Um dia fui a cozinha pegar alguma guloseima e encontrei com Maria em seu descanso. Ao invés do canto, conversava baixinho em tom melodioso e eu, criatura curiosa, fui nas pontas dos pés espiar pela beirada da porta. Ela conversava com um passarinho que havia se empoleirado no mamoeiro baixo.

Esse mamoeiro tinha sido plantado por meu irmão, tal qual outras tantas árvores que tínhamos no quintal. Revezávamos para plantar tudo que havia ali e às vezes brigávamos pelo espaço da futura amoreira, da futura pitangueira, do futuro abacateiro. Mas por mais que brigássemos, sempre havia espaço e quando não havia, escalávamos o muro dos fundos e plantávamos na área comum do terreno. Era o nosso momento de criança cheia de terra, com as unhas engalfinhadas de sujeira e as bochechas queimadas do sol.

Os passarinhos haviam sempre. Tanta fruta dando mole, eles vinham se aliviar da fome. E logo saiam quando alguém passava ou espiava de soslaio, se esquivavam de nós, mas não de Maria.

Um dia perguntei aflita a mágica dela com os pássaros: por que eles não fogem de você?

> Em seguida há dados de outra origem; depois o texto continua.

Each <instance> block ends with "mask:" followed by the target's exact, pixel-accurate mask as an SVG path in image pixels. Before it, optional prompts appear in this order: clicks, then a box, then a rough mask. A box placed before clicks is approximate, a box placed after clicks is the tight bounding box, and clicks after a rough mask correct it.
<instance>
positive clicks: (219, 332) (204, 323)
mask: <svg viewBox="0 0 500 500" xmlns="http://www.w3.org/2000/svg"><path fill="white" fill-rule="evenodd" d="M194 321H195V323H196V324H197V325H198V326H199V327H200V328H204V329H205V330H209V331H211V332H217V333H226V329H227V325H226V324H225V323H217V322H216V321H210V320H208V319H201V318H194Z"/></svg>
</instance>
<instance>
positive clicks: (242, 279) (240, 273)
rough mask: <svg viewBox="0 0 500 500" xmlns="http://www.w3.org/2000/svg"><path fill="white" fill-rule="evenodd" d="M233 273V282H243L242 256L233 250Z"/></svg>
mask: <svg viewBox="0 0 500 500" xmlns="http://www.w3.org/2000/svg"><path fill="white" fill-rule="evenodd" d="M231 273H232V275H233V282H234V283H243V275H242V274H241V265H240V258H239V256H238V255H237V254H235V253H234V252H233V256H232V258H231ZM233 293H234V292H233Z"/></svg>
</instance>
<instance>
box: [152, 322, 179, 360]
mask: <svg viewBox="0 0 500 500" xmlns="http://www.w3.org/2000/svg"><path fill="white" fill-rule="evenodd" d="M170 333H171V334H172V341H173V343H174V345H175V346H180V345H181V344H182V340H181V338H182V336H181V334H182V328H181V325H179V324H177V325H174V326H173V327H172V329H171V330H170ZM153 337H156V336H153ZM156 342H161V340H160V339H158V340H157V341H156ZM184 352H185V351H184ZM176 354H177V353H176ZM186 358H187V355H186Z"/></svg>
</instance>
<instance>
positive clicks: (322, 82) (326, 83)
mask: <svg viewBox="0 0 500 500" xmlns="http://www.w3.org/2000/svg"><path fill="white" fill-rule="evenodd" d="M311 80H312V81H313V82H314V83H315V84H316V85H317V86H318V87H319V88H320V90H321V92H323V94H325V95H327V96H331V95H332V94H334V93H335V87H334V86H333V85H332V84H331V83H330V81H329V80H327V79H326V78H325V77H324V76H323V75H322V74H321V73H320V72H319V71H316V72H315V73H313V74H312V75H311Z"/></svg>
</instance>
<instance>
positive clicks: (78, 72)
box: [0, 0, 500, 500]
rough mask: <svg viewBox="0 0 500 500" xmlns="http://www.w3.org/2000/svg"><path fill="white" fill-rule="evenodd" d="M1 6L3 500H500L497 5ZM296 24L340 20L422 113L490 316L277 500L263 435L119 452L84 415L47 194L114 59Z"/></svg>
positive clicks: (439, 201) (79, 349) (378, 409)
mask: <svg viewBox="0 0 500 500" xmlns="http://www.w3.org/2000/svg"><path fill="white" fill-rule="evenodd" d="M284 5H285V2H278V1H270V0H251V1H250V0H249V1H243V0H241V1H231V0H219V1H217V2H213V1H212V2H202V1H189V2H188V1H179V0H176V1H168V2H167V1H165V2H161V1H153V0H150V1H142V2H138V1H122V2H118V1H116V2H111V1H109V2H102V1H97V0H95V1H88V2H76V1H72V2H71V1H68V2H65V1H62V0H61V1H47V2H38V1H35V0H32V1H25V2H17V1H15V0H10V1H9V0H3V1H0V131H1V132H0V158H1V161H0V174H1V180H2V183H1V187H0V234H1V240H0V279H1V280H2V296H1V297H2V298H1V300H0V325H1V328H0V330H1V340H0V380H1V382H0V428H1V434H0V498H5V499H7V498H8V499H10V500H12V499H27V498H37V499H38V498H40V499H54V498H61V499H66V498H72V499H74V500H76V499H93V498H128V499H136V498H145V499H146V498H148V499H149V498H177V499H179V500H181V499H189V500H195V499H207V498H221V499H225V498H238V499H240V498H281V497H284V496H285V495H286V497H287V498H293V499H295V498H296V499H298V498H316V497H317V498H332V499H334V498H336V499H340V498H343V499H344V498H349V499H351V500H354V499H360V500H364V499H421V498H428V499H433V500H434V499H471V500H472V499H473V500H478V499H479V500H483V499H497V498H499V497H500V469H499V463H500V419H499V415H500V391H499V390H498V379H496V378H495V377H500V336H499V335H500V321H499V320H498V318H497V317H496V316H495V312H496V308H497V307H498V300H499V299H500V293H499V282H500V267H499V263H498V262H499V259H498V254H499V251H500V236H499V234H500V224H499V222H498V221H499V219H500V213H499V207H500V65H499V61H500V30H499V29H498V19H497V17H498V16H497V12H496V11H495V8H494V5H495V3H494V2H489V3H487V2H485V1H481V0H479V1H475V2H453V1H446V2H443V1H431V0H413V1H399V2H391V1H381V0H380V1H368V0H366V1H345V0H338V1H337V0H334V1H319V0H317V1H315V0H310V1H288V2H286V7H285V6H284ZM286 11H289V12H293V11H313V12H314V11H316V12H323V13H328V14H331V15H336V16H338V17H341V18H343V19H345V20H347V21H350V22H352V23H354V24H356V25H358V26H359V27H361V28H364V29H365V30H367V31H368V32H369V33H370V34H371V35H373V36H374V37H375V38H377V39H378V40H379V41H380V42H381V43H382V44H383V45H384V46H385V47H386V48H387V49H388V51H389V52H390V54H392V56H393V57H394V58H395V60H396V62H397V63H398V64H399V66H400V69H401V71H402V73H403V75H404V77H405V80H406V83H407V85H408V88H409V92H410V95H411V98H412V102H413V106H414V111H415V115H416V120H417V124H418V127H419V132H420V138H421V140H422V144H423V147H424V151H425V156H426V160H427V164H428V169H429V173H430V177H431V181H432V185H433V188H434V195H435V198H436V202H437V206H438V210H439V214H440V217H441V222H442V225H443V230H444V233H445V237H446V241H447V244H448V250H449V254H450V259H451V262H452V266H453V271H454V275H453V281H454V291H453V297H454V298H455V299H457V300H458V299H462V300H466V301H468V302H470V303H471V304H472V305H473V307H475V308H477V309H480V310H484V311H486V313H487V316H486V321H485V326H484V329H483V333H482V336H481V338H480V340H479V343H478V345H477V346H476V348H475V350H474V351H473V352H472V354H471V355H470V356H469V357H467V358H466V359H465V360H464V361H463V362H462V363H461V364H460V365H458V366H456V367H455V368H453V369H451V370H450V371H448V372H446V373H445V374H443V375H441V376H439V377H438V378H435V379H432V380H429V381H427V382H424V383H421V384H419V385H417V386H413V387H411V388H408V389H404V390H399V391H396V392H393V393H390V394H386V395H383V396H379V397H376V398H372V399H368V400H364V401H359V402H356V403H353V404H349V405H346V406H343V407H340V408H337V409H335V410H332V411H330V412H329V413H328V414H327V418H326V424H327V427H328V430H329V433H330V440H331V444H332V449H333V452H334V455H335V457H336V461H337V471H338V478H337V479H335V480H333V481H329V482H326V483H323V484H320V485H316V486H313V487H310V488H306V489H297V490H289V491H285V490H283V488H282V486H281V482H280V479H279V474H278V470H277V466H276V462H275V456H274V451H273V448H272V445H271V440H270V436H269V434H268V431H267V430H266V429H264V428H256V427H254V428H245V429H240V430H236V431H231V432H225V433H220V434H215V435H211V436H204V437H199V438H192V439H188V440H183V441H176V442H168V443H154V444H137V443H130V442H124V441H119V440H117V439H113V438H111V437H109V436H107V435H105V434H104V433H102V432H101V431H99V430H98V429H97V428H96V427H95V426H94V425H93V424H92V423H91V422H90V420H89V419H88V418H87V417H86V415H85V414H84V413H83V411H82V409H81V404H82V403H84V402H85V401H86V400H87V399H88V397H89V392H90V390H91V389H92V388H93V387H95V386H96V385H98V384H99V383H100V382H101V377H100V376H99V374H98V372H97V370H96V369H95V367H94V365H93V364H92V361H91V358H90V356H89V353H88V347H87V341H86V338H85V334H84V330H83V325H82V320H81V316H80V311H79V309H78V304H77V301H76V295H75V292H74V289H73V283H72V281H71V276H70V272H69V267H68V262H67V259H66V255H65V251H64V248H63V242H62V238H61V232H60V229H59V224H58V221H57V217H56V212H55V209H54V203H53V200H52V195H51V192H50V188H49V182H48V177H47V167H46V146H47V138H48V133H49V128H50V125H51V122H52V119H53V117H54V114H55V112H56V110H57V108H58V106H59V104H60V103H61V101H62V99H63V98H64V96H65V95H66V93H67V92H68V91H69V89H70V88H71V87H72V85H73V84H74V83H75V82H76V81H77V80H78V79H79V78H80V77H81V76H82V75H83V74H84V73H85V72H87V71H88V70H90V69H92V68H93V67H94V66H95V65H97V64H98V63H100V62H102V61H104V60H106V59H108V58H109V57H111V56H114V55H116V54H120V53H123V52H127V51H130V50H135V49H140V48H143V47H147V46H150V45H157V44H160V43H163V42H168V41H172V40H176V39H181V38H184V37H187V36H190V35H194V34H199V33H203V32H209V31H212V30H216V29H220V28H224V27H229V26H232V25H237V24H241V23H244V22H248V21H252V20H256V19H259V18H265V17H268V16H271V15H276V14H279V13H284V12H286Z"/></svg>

– Porque eles veem até mim, minha filha. Meu amor, lá no Ceará, que os envia pra me ver. Saber se estou bem. Faz tempo, querida, que vim pra cá, ele fica preocupado. Envia os pássaros pra me ver, mandar notícia. É seu jeito de amar de longe.

Um dia Maria não veio trabalhar, passou uma semana sem aparecer e minha mãe, preocupada, ligou para quem soubesse dela. Uma moça que trabalhava na vizinhança comentou brevemente que Maria tinha numa tarde seguido por aí um passarinho e não havia mais voltado.